Vidéo – Conférence « The Code of Capital » de Prof. Katharina Pistor

Vous trouverez ci-dessus la conférence « The Code of Capital » de la Prof. Katharina Pistor (Columbia University) dans le cadre du cycle de conférences 2023-2024 « Origins and Structures of Global Economic Governance »

 
Biographie de la conférencière

Katharina Pistor is the Edwin B. Parker Professor of Comparative Law at Columbia Law School and director of the Law School’s Center on Global Legal Transformation. Her research and teaching spans corporate law, corporate governance, money and finance, property rights, comparative law, and law and development. She is the co-recipient of the Max Planck Research Award (2012), and a member of the Berlin-Brandenburg and the European Academies of Science. He latest book is “The Code of Capital: How the Law Creates Wealth and Inequality” (Princeton, 2019).

 

Description sommaire

Capital is the defining feature of modern economies, yet most people have no idea where it actually comes from.
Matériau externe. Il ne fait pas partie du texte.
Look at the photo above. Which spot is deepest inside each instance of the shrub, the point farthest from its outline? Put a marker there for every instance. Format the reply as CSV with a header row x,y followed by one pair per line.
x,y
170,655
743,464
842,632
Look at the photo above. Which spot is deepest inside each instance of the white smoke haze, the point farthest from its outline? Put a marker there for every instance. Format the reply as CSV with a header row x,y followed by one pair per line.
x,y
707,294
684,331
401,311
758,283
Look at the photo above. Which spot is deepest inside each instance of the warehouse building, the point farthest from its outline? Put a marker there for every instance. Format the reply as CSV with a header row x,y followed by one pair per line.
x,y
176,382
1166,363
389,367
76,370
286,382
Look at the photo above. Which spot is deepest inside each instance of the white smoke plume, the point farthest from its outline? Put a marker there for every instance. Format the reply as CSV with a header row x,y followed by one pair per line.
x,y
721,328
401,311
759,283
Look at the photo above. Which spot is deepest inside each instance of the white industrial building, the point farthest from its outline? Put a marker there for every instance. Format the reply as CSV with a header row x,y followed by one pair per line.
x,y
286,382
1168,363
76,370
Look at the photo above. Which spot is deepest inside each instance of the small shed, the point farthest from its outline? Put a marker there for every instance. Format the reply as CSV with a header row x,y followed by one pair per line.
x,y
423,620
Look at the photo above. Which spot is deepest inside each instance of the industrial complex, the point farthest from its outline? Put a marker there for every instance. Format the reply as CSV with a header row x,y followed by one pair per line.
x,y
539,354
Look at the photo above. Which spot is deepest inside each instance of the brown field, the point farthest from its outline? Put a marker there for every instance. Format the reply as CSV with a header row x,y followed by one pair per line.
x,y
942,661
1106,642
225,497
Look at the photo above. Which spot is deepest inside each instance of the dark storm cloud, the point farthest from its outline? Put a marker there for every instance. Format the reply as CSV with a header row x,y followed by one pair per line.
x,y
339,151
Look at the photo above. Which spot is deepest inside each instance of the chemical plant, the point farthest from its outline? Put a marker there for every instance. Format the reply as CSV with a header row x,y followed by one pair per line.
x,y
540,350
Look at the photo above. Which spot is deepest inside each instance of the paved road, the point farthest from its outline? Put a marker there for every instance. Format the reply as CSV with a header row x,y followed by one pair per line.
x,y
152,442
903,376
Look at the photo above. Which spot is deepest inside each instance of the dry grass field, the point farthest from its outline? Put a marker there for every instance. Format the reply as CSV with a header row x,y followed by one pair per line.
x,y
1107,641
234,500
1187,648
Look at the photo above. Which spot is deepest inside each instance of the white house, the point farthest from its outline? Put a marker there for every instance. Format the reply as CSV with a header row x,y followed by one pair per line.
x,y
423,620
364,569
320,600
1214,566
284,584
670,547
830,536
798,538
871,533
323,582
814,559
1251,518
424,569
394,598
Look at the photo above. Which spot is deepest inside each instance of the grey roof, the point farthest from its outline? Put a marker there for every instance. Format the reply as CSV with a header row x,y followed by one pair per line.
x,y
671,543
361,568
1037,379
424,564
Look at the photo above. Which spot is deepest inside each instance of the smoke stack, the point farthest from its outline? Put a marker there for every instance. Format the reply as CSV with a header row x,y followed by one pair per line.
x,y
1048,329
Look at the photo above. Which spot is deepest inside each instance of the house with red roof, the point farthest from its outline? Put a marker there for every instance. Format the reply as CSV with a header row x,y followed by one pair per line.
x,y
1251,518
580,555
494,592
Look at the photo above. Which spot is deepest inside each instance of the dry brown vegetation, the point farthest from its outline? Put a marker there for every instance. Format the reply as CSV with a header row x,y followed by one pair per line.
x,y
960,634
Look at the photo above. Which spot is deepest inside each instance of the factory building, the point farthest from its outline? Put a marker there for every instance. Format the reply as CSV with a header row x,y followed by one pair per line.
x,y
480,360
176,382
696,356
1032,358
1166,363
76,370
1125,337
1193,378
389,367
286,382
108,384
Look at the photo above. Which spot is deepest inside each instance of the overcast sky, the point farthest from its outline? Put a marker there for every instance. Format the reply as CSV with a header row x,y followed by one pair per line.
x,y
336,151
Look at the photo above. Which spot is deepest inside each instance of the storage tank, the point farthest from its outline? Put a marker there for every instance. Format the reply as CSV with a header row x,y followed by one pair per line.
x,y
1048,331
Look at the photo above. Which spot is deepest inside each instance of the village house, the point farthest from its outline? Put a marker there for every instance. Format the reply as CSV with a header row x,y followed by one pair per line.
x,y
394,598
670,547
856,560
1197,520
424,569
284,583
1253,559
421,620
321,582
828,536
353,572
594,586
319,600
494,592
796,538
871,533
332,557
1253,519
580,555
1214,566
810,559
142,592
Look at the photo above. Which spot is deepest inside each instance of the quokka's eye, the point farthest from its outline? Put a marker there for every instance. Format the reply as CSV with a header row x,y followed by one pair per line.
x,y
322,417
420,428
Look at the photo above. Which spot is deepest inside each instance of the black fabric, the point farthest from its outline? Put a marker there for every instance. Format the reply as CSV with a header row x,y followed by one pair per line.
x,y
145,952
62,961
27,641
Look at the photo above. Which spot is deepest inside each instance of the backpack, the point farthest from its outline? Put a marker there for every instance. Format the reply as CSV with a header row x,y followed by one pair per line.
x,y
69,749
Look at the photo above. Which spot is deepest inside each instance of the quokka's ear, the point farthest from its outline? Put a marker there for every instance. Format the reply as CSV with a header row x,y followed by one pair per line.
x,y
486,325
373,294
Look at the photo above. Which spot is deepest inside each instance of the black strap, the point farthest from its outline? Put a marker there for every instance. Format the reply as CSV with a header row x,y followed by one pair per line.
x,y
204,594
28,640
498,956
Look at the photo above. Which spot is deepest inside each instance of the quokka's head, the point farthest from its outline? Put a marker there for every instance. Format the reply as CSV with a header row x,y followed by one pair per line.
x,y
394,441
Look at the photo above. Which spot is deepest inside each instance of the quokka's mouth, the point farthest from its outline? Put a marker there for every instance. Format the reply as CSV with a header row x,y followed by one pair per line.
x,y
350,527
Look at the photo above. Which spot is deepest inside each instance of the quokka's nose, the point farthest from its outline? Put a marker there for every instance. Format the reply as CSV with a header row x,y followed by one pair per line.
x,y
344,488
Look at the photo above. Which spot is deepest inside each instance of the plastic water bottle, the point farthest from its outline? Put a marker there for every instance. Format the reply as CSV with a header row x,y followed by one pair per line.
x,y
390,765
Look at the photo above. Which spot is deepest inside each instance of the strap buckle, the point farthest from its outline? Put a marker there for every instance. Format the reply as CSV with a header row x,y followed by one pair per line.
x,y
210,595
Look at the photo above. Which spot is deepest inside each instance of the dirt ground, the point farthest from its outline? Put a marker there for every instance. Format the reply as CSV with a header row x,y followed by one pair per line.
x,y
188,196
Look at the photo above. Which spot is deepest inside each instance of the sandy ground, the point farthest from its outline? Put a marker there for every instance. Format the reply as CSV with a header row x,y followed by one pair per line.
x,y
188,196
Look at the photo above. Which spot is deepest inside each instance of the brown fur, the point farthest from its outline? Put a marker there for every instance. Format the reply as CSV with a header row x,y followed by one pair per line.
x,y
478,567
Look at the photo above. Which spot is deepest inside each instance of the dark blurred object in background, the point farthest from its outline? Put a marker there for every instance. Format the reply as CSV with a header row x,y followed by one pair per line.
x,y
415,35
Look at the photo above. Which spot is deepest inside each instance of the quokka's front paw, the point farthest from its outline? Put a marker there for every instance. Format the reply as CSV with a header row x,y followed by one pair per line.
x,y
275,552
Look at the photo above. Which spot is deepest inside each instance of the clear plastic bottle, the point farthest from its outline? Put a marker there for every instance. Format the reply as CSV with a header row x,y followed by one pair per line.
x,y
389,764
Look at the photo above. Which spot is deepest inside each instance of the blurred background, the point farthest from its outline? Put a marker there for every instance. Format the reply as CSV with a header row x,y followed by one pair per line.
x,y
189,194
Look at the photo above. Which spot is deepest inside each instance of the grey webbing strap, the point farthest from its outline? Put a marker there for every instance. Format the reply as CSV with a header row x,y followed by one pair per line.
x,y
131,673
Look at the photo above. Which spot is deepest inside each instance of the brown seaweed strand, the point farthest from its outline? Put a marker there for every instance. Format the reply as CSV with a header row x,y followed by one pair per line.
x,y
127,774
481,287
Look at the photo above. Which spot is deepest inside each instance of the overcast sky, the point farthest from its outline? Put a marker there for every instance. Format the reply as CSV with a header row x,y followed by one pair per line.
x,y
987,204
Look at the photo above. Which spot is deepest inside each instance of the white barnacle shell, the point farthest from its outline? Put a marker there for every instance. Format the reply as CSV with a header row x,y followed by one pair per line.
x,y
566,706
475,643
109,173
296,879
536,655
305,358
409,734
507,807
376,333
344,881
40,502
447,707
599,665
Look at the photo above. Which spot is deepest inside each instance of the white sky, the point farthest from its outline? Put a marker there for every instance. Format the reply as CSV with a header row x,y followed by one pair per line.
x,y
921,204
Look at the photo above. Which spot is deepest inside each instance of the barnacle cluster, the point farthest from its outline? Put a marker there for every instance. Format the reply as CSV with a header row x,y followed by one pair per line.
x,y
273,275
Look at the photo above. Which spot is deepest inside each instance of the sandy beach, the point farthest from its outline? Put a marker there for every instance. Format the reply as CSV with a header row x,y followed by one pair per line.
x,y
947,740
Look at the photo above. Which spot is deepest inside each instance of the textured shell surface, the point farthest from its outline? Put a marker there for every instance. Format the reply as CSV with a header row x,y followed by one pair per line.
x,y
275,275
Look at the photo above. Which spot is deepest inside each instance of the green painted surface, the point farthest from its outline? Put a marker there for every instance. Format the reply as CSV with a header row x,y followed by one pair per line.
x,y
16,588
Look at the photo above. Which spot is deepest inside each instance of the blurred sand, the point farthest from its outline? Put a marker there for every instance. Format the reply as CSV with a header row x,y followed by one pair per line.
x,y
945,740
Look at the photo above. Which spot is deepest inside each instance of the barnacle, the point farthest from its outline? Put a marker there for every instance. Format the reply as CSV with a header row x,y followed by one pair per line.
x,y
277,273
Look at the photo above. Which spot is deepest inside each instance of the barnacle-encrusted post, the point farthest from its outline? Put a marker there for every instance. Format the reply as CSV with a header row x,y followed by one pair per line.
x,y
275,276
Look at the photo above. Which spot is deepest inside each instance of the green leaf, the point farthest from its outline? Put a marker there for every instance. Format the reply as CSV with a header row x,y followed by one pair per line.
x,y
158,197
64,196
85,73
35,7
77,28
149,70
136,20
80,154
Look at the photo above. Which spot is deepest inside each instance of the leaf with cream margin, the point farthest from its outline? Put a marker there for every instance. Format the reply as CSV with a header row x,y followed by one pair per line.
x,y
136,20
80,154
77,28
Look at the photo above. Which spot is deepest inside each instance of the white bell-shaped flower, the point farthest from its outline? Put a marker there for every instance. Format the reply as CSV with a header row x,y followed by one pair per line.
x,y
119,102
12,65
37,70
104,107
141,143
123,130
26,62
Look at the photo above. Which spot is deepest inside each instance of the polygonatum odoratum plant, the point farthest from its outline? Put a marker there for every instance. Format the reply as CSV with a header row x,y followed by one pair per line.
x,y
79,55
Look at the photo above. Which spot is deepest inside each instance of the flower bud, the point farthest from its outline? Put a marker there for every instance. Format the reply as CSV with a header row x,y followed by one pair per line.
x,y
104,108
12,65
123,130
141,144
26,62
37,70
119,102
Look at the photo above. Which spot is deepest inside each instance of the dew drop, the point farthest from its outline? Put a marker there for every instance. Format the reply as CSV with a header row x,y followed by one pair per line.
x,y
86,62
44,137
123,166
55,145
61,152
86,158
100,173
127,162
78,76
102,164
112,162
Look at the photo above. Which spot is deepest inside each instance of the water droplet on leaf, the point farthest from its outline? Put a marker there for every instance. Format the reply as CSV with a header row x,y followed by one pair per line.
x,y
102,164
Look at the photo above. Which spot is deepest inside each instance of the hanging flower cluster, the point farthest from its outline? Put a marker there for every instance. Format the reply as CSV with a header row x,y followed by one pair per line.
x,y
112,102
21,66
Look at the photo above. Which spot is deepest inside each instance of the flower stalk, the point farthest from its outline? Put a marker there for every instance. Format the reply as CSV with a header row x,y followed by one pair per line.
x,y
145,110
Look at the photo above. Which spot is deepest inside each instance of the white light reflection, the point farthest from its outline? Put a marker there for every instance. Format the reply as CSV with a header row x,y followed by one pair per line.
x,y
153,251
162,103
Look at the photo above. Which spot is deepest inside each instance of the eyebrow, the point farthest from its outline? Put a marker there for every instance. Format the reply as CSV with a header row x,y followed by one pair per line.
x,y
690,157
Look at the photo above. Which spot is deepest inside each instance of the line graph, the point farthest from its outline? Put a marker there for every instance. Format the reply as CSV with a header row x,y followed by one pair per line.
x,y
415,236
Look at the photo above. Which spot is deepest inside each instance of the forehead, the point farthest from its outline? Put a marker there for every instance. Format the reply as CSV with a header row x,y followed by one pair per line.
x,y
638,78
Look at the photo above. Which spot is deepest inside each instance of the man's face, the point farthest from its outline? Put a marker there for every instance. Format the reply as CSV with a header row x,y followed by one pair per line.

What is it, exactly, that transforms mere wealth into an asset that automatically creates more wealth? The Code of Capital explains how capital is created behind closed doors in the offices of private attorneys, and why this little-known fact is one of the biggest reasons for the widening wealth gap between the holders of capital and everybody else. The book suggests that the law selectively “codes” certain assets, endowing them with the capacity to protect and produce private wealth. With the right legal coding, any object, claim, or idea can be turned into capital—and lawyers are the keepers of the code. It describes how they pick and choose among different legal systems and legal devices for the ones that best serve their clients’ needs, and how techniques that were first perfected centuries ago to code landholdings as capital are being used today to code stocks, bonds, ideas, and even expectations—assets that exist only in law.